Face aux Cassandre qui s'interrogent aujourd'hui sur la durée de vie d'une voix soumise à pareils changements de registres, Jonas Kaufmann affiche un calme à toute épreuve. Il affirme le tenir de sa Bavière natale. « Je n'ai jamais éprouvé la peur de devoir un jour faire une pause. Nul n'est à l'abri d'un coup de fatigue, sur le plan physique comme sur le plan moral. Mais je pars du principe qu'il vaut mieux être à l'écoute de son corps, anticiper les signaux qu'il vous envoie en annulant une représentation, plutôt que d'aller jusqu'à la surchauffe fatale. » Cette vigilance lui a permis, alors qu'il était grippé, d'assumer malgré tout son premier Werther à l'Opéra de Paris en janvier. « Les médecins ont diagnostiqué le virus H1N1 quinze jours avant la première. Pendant une semaine, je n'ai pas pu monter un escalier sans me sentir vidé. J'ai arrêté de chanter une semaine avant et je suis revenu pour la générale, où j'ai juste marqué le rôle sans chanter, pour me familiariser avec la mise en scène. »

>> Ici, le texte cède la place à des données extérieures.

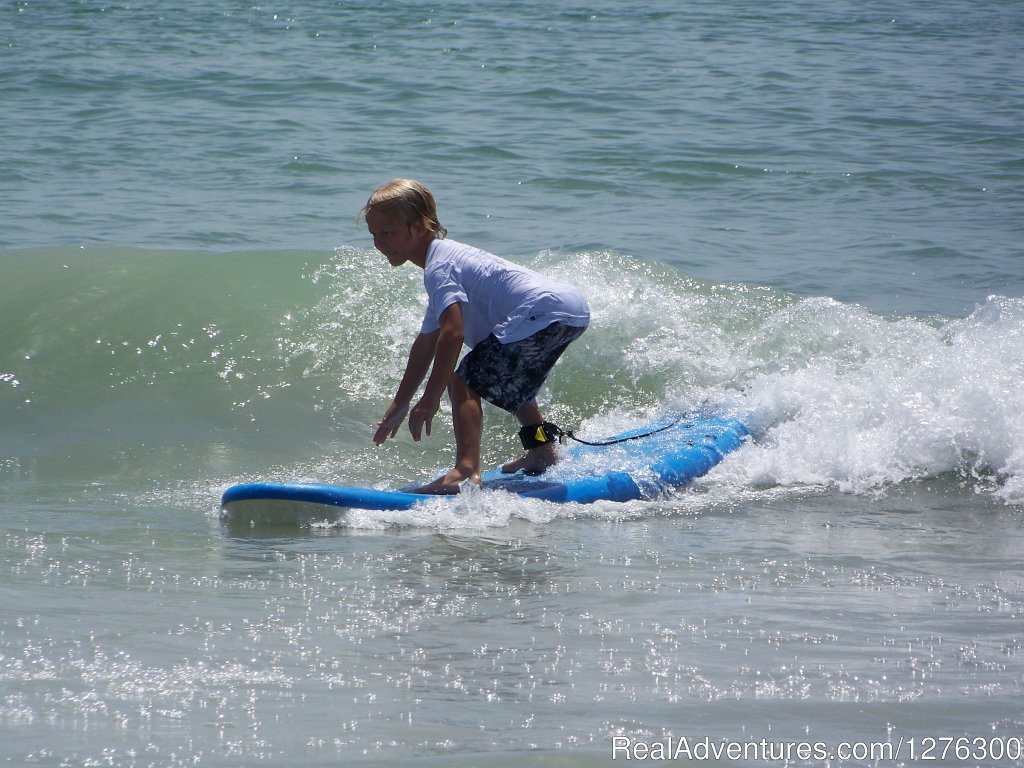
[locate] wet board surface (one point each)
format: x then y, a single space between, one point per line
648 461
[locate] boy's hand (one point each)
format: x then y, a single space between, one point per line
423 415
388 426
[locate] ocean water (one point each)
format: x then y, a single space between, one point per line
811 214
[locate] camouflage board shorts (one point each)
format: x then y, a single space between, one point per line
511 375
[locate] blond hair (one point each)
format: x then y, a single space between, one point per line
408 201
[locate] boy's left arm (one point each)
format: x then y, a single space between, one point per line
450 341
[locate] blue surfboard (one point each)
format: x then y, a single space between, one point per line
642 463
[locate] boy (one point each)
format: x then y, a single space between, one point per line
516 322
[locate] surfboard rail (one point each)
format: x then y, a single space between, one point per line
649 461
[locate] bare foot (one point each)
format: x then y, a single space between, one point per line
448 484
535 461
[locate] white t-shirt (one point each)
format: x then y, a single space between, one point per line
497 296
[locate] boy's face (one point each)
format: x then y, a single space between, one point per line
396 240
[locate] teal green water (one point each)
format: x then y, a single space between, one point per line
806 213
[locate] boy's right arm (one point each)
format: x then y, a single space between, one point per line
420 357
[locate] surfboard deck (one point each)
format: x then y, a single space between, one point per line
651 459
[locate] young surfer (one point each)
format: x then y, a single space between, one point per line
516 322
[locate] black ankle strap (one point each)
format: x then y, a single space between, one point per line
536 435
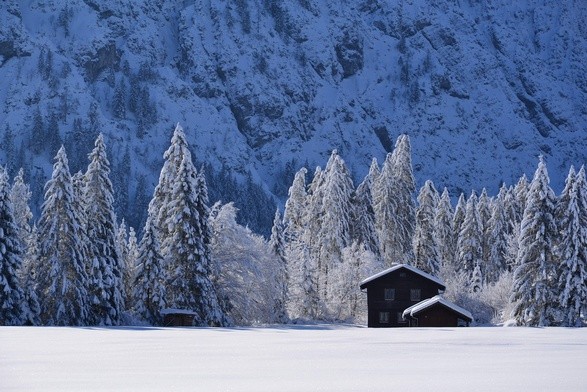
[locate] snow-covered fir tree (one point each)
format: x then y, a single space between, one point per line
295 207
12 304
20 195
105 274
426 254
484 204
499 229
459 218
249 274
404 189
385 208
334 234
571 216
63 279
357 264
130 262
277 245
303 295
534 294
173 157
521 195
443 231
364 227
148 287
183 215
469 243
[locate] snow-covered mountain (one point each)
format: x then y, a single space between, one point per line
263 86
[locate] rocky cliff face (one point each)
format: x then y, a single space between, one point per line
481 87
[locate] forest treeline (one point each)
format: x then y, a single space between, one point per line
518 257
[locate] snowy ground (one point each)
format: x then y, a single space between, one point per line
310 358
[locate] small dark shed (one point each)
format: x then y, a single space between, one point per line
392 291
178 318
437 312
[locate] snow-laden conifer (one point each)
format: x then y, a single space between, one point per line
295 207
173 157
148 286
521 195
12 304
499 229
534 278
469 242
277 245
443 231
186 248
105 274
364 227
385 208
20 195
302 289
426 255
571 215
249 274
62 275
335 210
404 188
459 217
130 262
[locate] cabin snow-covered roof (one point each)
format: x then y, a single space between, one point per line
420 306
178 311
408 267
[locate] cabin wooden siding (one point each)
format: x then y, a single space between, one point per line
178 320
402 281
438 315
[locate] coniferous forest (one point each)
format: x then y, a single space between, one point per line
519 257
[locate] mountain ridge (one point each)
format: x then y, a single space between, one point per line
481 88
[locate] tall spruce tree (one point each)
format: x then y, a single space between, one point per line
443 231
12 309
20 195
426 255
148 287
105 274
334 234
499 230
571 215
180 207
277 244
63 280
534 278
404 190
469 243
364 227
385 208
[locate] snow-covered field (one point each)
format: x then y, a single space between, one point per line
296 358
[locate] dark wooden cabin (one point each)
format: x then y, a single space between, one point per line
437 312
392 291
178 318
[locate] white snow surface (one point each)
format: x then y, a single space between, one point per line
292 358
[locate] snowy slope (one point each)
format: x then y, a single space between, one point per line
482 88
311 358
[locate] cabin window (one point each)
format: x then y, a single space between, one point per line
389 294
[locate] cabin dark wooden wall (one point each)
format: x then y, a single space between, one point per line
178 320
402 280
437 316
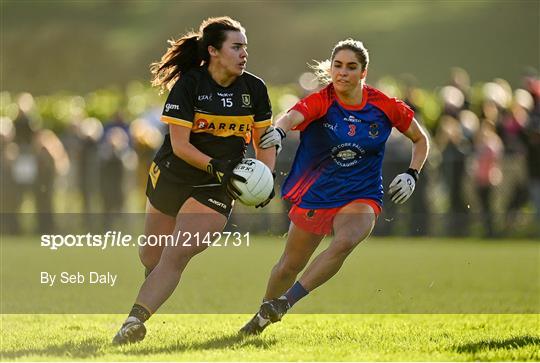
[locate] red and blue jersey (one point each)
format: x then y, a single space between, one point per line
342 147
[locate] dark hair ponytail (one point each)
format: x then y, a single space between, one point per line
191 50
182 55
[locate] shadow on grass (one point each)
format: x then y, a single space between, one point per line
83 349
94 347
512 343
227 341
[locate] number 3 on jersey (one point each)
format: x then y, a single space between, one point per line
227 102
352 130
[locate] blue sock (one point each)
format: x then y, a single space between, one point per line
295 293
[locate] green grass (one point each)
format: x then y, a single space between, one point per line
394 299
299 337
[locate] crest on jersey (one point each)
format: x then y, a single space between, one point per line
201 124
246 100
154 174
373 130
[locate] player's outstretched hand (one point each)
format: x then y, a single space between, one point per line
223 171
402 186
265 203
272 137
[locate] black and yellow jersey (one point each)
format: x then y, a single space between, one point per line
220 119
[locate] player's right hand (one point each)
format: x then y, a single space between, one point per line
223 171
272 137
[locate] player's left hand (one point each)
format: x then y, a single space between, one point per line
272 195
265 203
272 137
402 186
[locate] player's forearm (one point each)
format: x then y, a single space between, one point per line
267 156
420 152
289 120
191 155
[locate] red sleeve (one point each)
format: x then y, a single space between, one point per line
313 107
397 111
401 115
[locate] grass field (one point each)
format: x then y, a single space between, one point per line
299 337
395 299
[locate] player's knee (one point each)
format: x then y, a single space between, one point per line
287 269
149 258
344 245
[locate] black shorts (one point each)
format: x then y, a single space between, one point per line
167 194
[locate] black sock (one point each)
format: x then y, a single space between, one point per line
295 293
140 312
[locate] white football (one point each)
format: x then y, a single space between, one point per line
259 181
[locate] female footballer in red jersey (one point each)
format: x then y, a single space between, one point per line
335 183
213 109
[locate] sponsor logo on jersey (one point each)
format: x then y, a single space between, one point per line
347 154
330 126
373 130
246 100
351 118
221 127
154 174
204 97
201 124
171 106
219 204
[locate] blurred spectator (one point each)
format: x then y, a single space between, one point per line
9 199
52 160
486 171
459 78
90 132
454 148
115 156
532 142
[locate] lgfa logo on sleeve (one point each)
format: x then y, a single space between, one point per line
171 106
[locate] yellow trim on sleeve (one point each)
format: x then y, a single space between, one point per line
265 123
176 121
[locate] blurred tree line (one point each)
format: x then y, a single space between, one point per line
51 46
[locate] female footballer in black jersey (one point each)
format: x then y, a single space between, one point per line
213 109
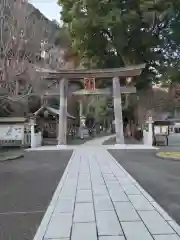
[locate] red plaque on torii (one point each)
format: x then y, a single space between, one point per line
89 84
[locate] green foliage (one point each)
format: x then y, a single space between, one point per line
119 33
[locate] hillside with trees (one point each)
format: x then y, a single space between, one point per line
116 33
28 41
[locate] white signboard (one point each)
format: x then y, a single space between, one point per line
11 132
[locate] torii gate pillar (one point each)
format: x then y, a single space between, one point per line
62 136
118 111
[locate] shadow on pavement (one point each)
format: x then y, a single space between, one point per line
26 188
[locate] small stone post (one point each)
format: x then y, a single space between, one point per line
150 132
33 138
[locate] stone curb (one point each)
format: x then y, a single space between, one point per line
167 157
11 158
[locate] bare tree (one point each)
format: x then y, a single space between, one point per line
23 32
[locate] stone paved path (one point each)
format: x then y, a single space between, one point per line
97 199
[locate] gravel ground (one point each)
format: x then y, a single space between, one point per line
26 188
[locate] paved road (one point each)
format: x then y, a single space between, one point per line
26 188
161 178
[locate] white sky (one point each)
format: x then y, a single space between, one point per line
49 8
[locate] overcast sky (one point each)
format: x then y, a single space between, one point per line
49 8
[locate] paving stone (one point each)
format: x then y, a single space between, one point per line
175 226
84 231
64 206
113 184
140 202
149 198
130 189
126 211
111 238
155 223
161 211
105 169
108 224
68 193
117 195
109 177
84 185
124 180
166 237
84 196
59 226
100 190
56 239
84 212
103 203
136 231
84 177
97 181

Cette force tranquille caractéristique est aussi la clef de voûte d'une technique solide, fruit de quinze années d'un travail acharné et qui suscite aujourd'hui l'admiration de bien de ses pairs.
Né dans une famille de mélomanes, Jonas Kaufmann a commencé à chanter enfant dans des choeurs. C'est d'ailleurs comme choriste qu'il fera ses premiers pas à l'opéra, dans les deux théâtres de Munich, sa ville natale. À 25 ans, il décroche son premier grand rôle dans une opérette viennoise, Une nuit à Venise, de Johann Strauss. « Je devais assurer 36 soirs d'affilée. À 600marks la représentation, c'était une aubaine financière pour le jeune chanteur que j'étais. Mais, dès la dixième représentation, j'ai commencé à ressentir des signes de fatigue. J'ai alors réalisé que je travaillais dans la mauvaise direction pendant des années, j'avais chanté sous pression, cherchant dans la tension l'énergie nécessaire pour tenir. » Tout change en 1995, lorsque Kaufmann rencontre Michael Rhodes, baryton américain devenu depuis son professeur. « Nous avons travaillé sur la relaxation, partant du principe que le stress, le trac ou la rivalité entre chanteurs sont contre-productifs. La voix ne peut sonner librement que si le corps, en des, sous, est parfaitement détendu. »

Bête de somme

S'il aime se souvenir de ces premiers pas difficiles, c'est parce que ce « poids lourd » de la scène lyrique internationale aux allures de jeune premier veut se souvenir que, sans cet
te rencontre, il aurait sûrement « arrêté de chanter avant 2000 ». Même devant l'accueil triomphal que lui réserve aujourd'hui le public, le chanteur garde la tête froide. « Je me rappelle ma première Belle Meunière avec le pianiste Helmut Deutsch : c'était il y a quinze ans, dans une église à moitié pleine. Quand vous savez que tout le monde guette vos apparitions comme si vous étiez le Messie, attendant de vous la perfection, il vaut mieux se souvenir du chemin parcouru. Le plus dur n'est pas d'arriver au sommet : c'est d'y rester! » Et prendre le temps de respirer : avec un planning plein à craquer jusqu'en 2016, il ne reste à cette bête de somme, qui travaille toujours sa voix au minimum deux heures par jour et n'aborde jamais un grand rôle sans avoir travaillé au préalable les rôles plus légers du même compositeur, que trois mois par an à consacrer à sa famille. Ce serait probablement moins s'il ne se gardait pas chaque saison un minimum de deux productions à Munich, où il réside, pour rester près de sa femme et de ses enfants.

Verismo, CD Decca. Werther, DVD Decca, sortie le 8 novembre (mise en scène de Benoit Jacquot et direction de Michel Plasson).